Issue 04  
  Preamble
  Rockwood News
  Market Trends
  Realm Tracking
  Operation & Sales
  Case Analysis
 
 
   
   
 
Base Oil Price Peaks, Freight Flies

On account of the impossibility for OPEC to increase production in a short-term plus the coming of the fastigium of Oil consumption in Summer, base oil futures increases sharply and gain upon to USD130. Till May.21st, the base oil futures immediate contract of NY Business Bourse rises to USD129.58/pail at tiptop.
Base oil price climbs to the peak, the ship freight is towering as well. International freight just like to take the scenic railway, falls off from the perch at the beginning of this year and now comes back to perch, moreover the historical highest one.
The base oil price continues to create new higher ones, the globally huge demand of staple cargoes like foodstuff, coal etc makes the international freight deploy the strong rising trend since this Feburary.

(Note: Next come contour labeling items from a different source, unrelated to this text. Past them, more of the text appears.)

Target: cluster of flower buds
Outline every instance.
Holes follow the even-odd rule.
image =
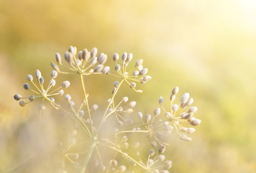
[[[102,53],[96,56],[98,50],[96,48],[93,48],[90,52],[86,48],[78,53],[77,55],[77,48],[70,46],[68,51],[64,54],[64,58],[69,64],[68,66],[62,64],[61,58],[59,53],[56,55],[56,61],[58,64],[63,66],[72,71],[71,72],[61,71],[59,66],[52,61],[51,65],[55,70],[63,74],[78,73],[84,75],[92,74],[108,74],[110,73],[110,68],[108,66],[104,66],[107,61],[108,56],[106,54]]]
[[[186,132],[189,134],[193,133],[195,130],[193,127],[185,127],[180,124],[179,122],[185,122],[189,123],[193,126],[199,125],[201,123],[200,120],[196,119],[194,117],[194,114],[197,112],[197,108],[192,107],[189,108],[186,112],[179,112],[182,110],[184,110],[187,107],[190,106],[194,101],[192,98],[189,98],[189,94],[186,93],[183,94],[180,98],[180,102],[179,104],[173,104],[176,94],[179,91],[178,86],[175,87],[172,92],[170,99],[172,110],[170,112],[167,112],[162,106],[164,98],[160,97],[159,99],[159,102],[165,113],[165,117],[168,118],[169,122],[172,122],[180,138],[186,141],[191,140],[192,138],[189,137],[186,135],[182,134],[181,132]],[[157,112],[160,114],[160,109],[156,108],[154,112]],[[172,130],[173,127],[171,126],[170,123],[168,125],[168,129]]]
[[[117,61],[119,59],[119,55],[118,53],[115,53],[113,55],[113,60],[115,62],[115,70],[118,73],[118,77],[120,77],[124,80],[129,85],[130,87],[138,92],[142,92],[141,90],[136,90],[135,89],[136,83],[135,82],[139,82],[141,84],[145,84],[147,81],[151,79],[150,76],[145,76],[148,72],[148,69],[143,68],[142,65],[143,59],[140,59],[137,60],[134,66],[131,69],[129,72],[127,71],[126,67],[128,66],[129,63],[133,58],[133,54],[130,53],[127,54],[126,52],[124,53],[122,55],[122,63],[121,65],[117,64]],[[116,76],[116,75],[114,75]],[[138,76],[141,76],[140,79],[137,78]],[[143,76],[143,77],[142,77]],[[120,83],[116,81],[115,84],[114,84],[114,88],[112,93],[118,87]]]
[[[41,110],[45,109],[45,106],[44,104],[44,100],[46,100],[54,106],[56,109],[59,109],[60,105],[59,104],[55,103],[55,99],[52,97],[55,95],[62,95],[64,93],[64,90],[61,88],[65,89],[68,87],[70,85],[69,81],[64,81],[61,83],[61,86],[51,91],[52,87],[54,86],[56,84],[56,81],[54,79],[58,76],[58,72],[56,70],[53,71],[51,73],[51,79],[49,81],[49,84],[46,88],[44,87],[44,79],[41,75],[41,72],[39,70],[36,70],[35,73],[35,76],[36,81],[38,82],[39,86],[38,86],[33,81],[33,76],[31,74],[27,76],[27,79],[34,86],[35,89],[31,88],[30,85],[27,83],[24,84],[23,87],[27,90],[30,90],[34,92],[35,95],[31,95],[28,97],[23,97],[20,94],[17,94],[14,95],[13,97],[15,100],[20,101],[19,104],[22,107],[25,106],[26,104],[35,102],[37,100],[42,99],[41,104],[39,105],[39,109]],[[59,91],[58,91],[59,90]],[[58,91],[57,92],[57,91]],[[23,100],[20,100],[22,99],[28,99],[30,102],[26,102]]]
[[[130,102],[125,106],[120,106],[122,103],[127,102],[128,99],[128,97],[123,97],[117,105],[115,105],[114,102],[111,102],[110,99],[108,99],[107,101],[107,103],[110,104],[110,108],[108,109],[108,114],[107,115],[107,117],[113,114],[115,114],[115,116],[120,126],[123,125],[124,122],[130,125],[133,124],[133,122],[132,120],[125,119],[121,114],[121,113],[130,114],[133,112],[133,109],[132,108],[136,105],[136,102],[135,101]]]

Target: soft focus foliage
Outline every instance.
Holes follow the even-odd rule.
[[[255,172],[256,8],[252,0],[0,1],[0,172],[52,171],[48,157],[68,122],[47,109],[39,117],[37,105],[20,107],[13,97],[28,74],[50,73],[56,52],[74,45],[143,58],[152,76],[143,92],[121,90],[147,105],[140,111],[152,113],[175,86],[191,93],[203,123],[189,145],[172,135],[171,172]],[[99,104],[108,77],[88,78]]]

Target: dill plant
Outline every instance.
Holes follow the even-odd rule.
[[[63,158],[60,173],[67,172],[65,170],[65,163],[67,161],[73,165],[77,172],[81,173],[92,171],[131,173],[141,170],[146,173],[169,173],[168,170],[172,167],[172,161],[166,160],[164,155],[169,145],[165,142],[164,137],[174,130],[181,140],[192,140],[185,133],[192,133],[195,129],[191,126],[184,127],[183,125],[197,126],[201,122],[194,116],[197,107],[187,109],[193,103],[193,99],[190,98],[189,93],[186,93],[181,96],[179,102],[174,104],[179,91],[179,88],[176,86],[172,90],[170,97],[170,109],[164,107],[164,98],[160,97],[158,100],[160,107],[156,108],[152,115],[146,114],[143,116],[141,112],[134,114],[133,107],[136,106],[136,102],[128,102],[127,97],[118,100],[115,96],[123,84],[128,85],[136,92],[142,92],[136,89],[137,84],[145,84],[151,79],[150,76],[146,75],[148,69],[143,68],[143,60],[138,60],[129,68],[128,65],[131,64],[133,54],[125,52],[119,60],[118,54],[115,53],[113,60],[115,72],[112,74],[110,67],[104,65],[107,60],[107,55],[101,53],[97,56],[97,53],[96,48],[90,52],[84,49],[79,51],[77,56],[76,48],[71,46],[64,53],[64,59],[67,63],[65,64],[63,64],[60,54],[56,53],[56,59],[58,65],[51,63],[54,70],[51,73],[51,78],[46,86],[44,87],[44,79],[40,71],[36,70],[35,76],[38,84],[34,82],[33,76],[28,74],[27,79],[33,89],[28,83],[23,85],[25,89],[30,90],[34,95],[22,97],[17,94],[14,95],[14,99],[19,101],[19,104],[22,107],[41,100],[39,105],[40,114],[46,108],[44,103],[48,102],[55,109],[69,115],[77,125],[77,128],[82,130],[84,140],[87,142],[85,142],[84,145],[81,148],[80,152],[69,151],[70,149],[77,144],[77,129],[72,131],[72,137],[69,139],[66,145],[60,143],[60,151],[63,153]],[[121,61],[120,64],[118,63],[118,61]],[[65,71],[61,70],[59,66],[66,69]],[[55,102],[54,97],[64,95],[65,89],[70,85],[70,82],[66,81],[59,87],[55,86],[55,79],[59,74],[72,74],[79,78],[83,100],[78,108],[75,108],[75,103],[68,94],[64,97],[68,103],[68,109]],[[84,81],[85,76],[95,74],[111,75],[117,79],[113,84],[114,88],[111,98],[106,99],[107,106],[104,113],[97,115],[101,120],[96,123],[93,122],[92,113],[97,111],[99,106],[90,103]],[[28,99],[29,102],[24,101],[25,99]],[[129,118],[126,118],[124,114],[127,113],[136,114],[137,116],[131,115]],[[113,123],[113,121],[117,123]],[[108,126],[106,129],[107,126],[104,125],[108,124],[111,125]],[[117,125],[116,127],[115,125]],[[82,156],[84,158],[79,161],[77,159]]]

The BDI index (Baltic Sea dry bulk cargo index) which reflects the international sea freight of various main raw materials comes to 11459 points in the third week of May, creates the historical new highest, which continues climbing to 11793 pionts in the fourth week.
According to the data report, BDI touches the annual lowest 5615 points this Jan.29th, and the rise range reaches 108% in the following 3 months .
The market expert indicates that the price rise of base oil is the one of the main factors to drive the increase of international sea freight carriage.
Since this Feburary, international oil price increases from USD85/pail to USD130/pail round, Singapore 180CST high class sulfur oil price even increases from USD440/ton to current USD607/ton. The rise of oil price makes sea freight cost augment therefore drive the increase of sea freight carriage.
Furthermore, due to the huge demand of large amount products including coal, foodstuff and iron ore, enhance the global demand for sea freight and also be the importatnt reason that international sea freight carriage climbs to higher one in a big range.
The rapidly rise of international sea freight carriage supports large amount commodities maintain its higher price and boost the price increase for part of commodities just like adding fuel to the fire.
Some expert indicates, give an example like soybean, if China enterprise imports soybean from U.S.A yesterday, the FOB cost to HongKong is around USD 5400/ton, among which sea freight carriage is about USD 1400/ton, so the carriage occupies 1/4 of the total cost. "These days, domestic soybean futures price trend is stronger than U.S.A soybean futures price, the incease of sea freight carriage is the main factor which results in the different trend appear" this expert says.